Die Rotweinbereitung unterscheidet sich in mehreren wesentlichen Aspekten von der Weißweinherstellung, wobei der wichtigste Unterschied in der Reihenfolge der Arbeitsschritte liegt. Bei der Produktion von Rotwein wird nicht der Traubenmost, sondern die Maische vergoren. Dies geschieht aus dem Grund, dass die Farbstoffe der Trauben, die für die charakteristische rote Farbe verantwortlich sind, überwiegend in den Schalen der Trauben sitzen. Diese Farbstoffe werden während der Gärung aus den Schalen in den entstehenden Alkohol überführt. Erst nach der Gärung wird die Maische gepresst, was zu den spezifischen Charakteristika des Rotweins führt.

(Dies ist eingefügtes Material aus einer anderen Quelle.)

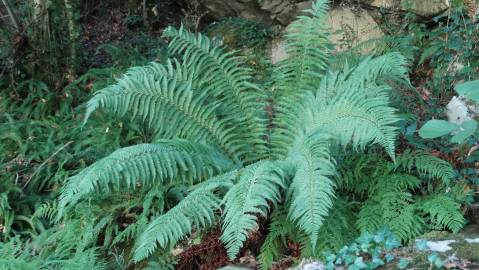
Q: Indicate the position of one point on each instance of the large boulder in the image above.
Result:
(282, 12)
(428, 8)
(351, 27)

1. Maischen: Der Start der Weinbereitung

Nach der Lese und der sorgfältigen Auswahl der Trauben beginnt der Prozess der Rotweinbereitung mit dem Maischen. Beim Maischen werden die Trauben mechanisch aufgebrochen, um die Beerenhäute zu zerreißen und den Saft freizusetzen. Dieser Schritt ist besonders wichtig, da die Schalen die Farbstoffe und Tannine enthalten, die für die Farbe und Struktur des Rotweins verantwortlich sind.

Ein besonders modernes Verfahren in der Rotweinbereitung ist die Kaltmazeration. Bei diesem Prozess wird die Maische vor der Gärung für einige Tage bei niedrigen Temperaturen gelagert. Durch das Kühlen der Maische wird die Gärung verzögert, und es kommt zu einer besseren Extraktion feinerer Fruchtaromen. Dieses Verfahren wird besonders bei der Herstellung von Rotweinen mit einer frischen, fruchtigen Aromatik eingesetzt.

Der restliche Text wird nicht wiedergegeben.